Man Survives Harrowing 2-Day Journey In Escaped Nut-Picking Balloon

Man Survives Harrowing 2-Day Journey In Escaped Nut-Picking Balloon

A Chinese pine-nut picker who spent two days floating nearly 200 miles in an escaped hydrogen balloon is back on the ground and safe, according to a report.

The man, identified by state media as Hu, was floating in the tethered balloon to harvest pine nuts from a treetop when the balloon broke free, according to Chinese state media. The frightening incident began Sunday in a forest in the Heilongjiang province in northeastern China. His partner jumped from the balloon as it came unmoored and landed safely, according to the report.

“I almost gave up,” Hu told the Chinese state-run broadcaster CCTV. “Thanks to the rescuers, otherwise, I wouldn’t be alive.”
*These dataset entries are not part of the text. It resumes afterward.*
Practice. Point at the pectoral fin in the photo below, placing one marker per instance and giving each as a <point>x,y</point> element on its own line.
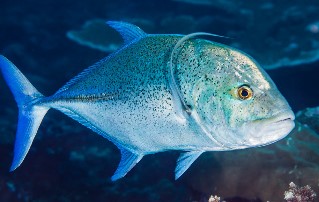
<point>128,161</point>
<point>184,161</point>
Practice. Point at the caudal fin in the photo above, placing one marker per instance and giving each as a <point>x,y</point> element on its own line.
<point>30,115</point>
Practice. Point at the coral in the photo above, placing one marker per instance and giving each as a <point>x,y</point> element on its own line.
<point>299,194</point>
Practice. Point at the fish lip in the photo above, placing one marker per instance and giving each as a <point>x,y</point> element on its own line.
<point>285,116</point>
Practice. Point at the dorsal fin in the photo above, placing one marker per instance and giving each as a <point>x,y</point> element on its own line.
<point>128,31</point>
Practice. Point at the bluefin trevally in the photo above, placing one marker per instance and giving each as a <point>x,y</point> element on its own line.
<point>161,92</point>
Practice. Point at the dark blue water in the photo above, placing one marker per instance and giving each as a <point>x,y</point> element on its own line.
<point>68,162</point>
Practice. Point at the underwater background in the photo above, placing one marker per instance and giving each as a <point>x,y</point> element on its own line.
<point>51,41</point>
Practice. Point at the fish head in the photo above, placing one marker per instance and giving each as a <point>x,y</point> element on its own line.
<point>236,102</point>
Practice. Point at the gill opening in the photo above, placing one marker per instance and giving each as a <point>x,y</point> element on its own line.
<point>183,108</point>
<point>172,81</point>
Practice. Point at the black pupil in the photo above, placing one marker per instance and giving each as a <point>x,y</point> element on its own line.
<point>244,93</point>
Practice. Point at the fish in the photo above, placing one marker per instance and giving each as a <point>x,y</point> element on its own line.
<point>161,92</point>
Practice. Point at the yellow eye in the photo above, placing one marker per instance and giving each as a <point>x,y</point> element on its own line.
<point>244,92</point>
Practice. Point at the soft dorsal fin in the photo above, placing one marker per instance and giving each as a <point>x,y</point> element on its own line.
<point>128,161</point>
<point>184,161</point>
<point>128,31</point>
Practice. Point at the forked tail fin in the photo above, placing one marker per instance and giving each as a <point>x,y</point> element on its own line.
<point>30,115</point>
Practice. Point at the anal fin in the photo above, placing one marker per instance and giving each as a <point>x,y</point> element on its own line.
<point>184,161</point>
<point>128,161</point>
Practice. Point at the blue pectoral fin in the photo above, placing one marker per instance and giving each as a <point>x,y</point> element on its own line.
<point>184,161</point>
<point>128,161</point>
<point>30,115</point>
<point>28,124</point>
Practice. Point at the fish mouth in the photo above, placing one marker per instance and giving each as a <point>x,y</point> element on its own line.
<point>266,131</point>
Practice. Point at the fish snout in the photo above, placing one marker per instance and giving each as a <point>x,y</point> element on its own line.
<point>266,131</point>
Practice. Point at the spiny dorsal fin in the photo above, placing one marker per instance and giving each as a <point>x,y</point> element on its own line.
<point>128,161</point>
<point>184,161</point>
<point>128,31</point>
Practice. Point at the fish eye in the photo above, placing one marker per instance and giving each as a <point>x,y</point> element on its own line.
<point>244,92</point>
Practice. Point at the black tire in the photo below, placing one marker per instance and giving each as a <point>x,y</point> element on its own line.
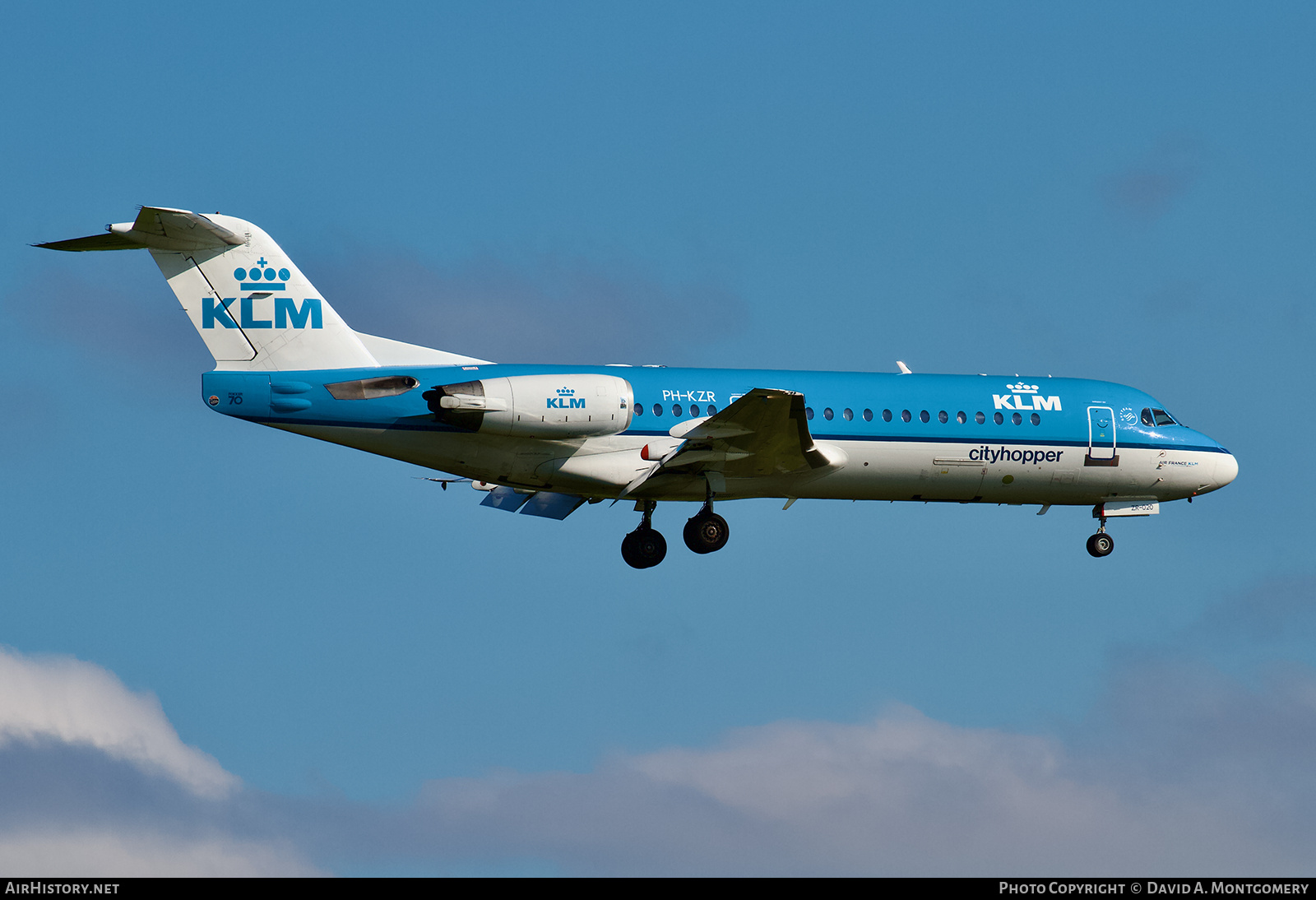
<point>644,548</point>
<point>706,533</point>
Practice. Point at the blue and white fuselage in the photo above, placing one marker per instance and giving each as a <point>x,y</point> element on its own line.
<point>887,437</point>
<point>549,438</point>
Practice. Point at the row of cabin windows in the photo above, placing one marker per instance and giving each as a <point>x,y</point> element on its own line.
<point>848,415</point>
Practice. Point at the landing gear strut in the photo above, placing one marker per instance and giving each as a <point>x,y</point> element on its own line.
<point>645,546</point>
<point>1101,544</point>
<point>706,531</point>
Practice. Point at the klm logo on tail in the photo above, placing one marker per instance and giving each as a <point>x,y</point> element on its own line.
<point>262,278</point>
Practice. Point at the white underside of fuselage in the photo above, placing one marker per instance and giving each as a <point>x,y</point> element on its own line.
<point>860,470</point>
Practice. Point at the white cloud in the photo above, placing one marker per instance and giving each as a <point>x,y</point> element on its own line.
<point>1178,790</point>
<point>1179,770</point>
<point>124,853</point>
<point>76,703</point>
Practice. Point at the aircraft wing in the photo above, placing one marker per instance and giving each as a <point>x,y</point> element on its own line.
<point>762,434</point>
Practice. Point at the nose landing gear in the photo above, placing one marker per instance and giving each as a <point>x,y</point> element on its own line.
<point>1101,544</point>
<point>644,548</point>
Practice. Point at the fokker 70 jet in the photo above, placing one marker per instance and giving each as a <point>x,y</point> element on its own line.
<point>545,440</point>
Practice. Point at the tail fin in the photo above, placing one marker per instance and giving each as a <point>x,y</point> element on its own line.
<point>250,304</point>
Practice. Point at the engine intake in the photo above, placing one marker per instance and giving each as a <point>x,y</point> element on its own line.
<point>536,406</point>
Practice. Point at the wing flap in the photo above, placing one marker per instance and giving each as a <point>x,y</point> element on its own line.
<point>762,434</point>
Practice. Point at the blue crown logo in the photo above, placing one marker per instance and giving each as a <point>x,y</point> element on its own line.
<point>260,276</point>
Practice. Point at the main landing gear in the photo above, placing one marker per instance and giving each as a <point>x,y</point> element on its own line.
<point>1101,544</point>
<point>706,531</point>
<point>645,546</point>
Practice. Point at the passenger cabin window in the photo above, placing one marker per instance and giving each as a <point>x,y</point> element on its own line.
<point>368,388</point>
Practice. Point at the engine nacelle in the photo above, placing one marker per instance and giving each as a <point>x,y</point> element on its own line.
<point>536,406</point>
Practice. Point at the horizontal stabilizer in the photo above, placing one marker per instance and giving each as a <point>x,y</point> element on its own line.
<point>157,228</point>
<point>107,241</point>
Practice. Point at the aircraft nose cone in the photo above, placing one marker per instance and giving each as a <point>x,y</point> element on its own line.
<point>1227,470</point>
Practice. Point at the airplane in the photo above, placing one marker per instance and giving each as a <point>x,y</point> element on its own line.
<point>546,440</point>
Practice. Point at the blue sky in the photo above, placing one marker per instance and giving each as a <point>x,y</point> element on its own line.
<point>258,653</point>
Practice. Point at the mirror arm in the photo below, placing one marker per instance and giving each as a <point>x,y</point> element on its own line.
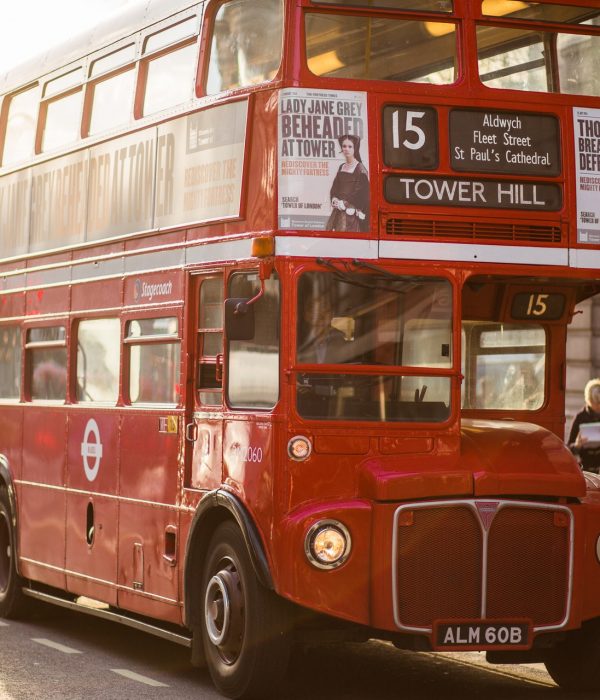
<point>254,298</point>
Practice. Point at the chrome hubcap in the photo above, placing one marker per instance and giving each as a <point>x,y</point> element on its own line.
<point>224,611</point>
A man who lost control of his hydrogen balloon while harvesting pine nuts in China has been found and rescued — after landing in a forest two days later and more than 186 miles away. https://t.co/ZxmoaNzw5l

— CNN International (@cnni) September 8, 2022

Hu told interviewers he had been cold and hungry during the ordeal, but he was in good health, apart from a pain in his lower back, CCTV said.

Chinese state media broadcaster CCTV said rescuers reached Hu by cellphone Monday morning and directed him to slowly deflate the balloon to land safely. On Tuesday, he landed about 200 miles northeast, close to the border with Russia where a search team of some 500 local police and firefighters spotted his balloon stuck in a tree, state-run Global Times reported on Wednesday.

A spokesman for the Department of the Hailin Forestry Administration on Thursday said that Hu, who is in his 40s, was recovering in a hospital.

Pine nuts are found inside pine cones and are a common ingredient in foods served in the northeast region of China formerly known as Manchuria. Pickers use balloons to reach high into trees and have occasionally suffered mishaps.

In 2019, two pickers in the Changbai mountains reportedly lost control of their balloon and drifted six miles before landing safely. In a 2017 case, a picker vanished near the North Korea border after his balloon broke loose.

The incident brought to mind the 2009 “balloon boy hoax” that occurred when a Colorado family claimed their six-year-old boy had floated away in a helium-filled balloon made to look like a flying saucer. The claim drew national attention as TV coverage showed the balloon floating as high as 7,000 feet while National Guard helicopters and police on the ground pursued it during a 90-minute period.

But when the balloon landed some 50 miles away, the boy was not in it and was later found hiding in his family’s garage attic.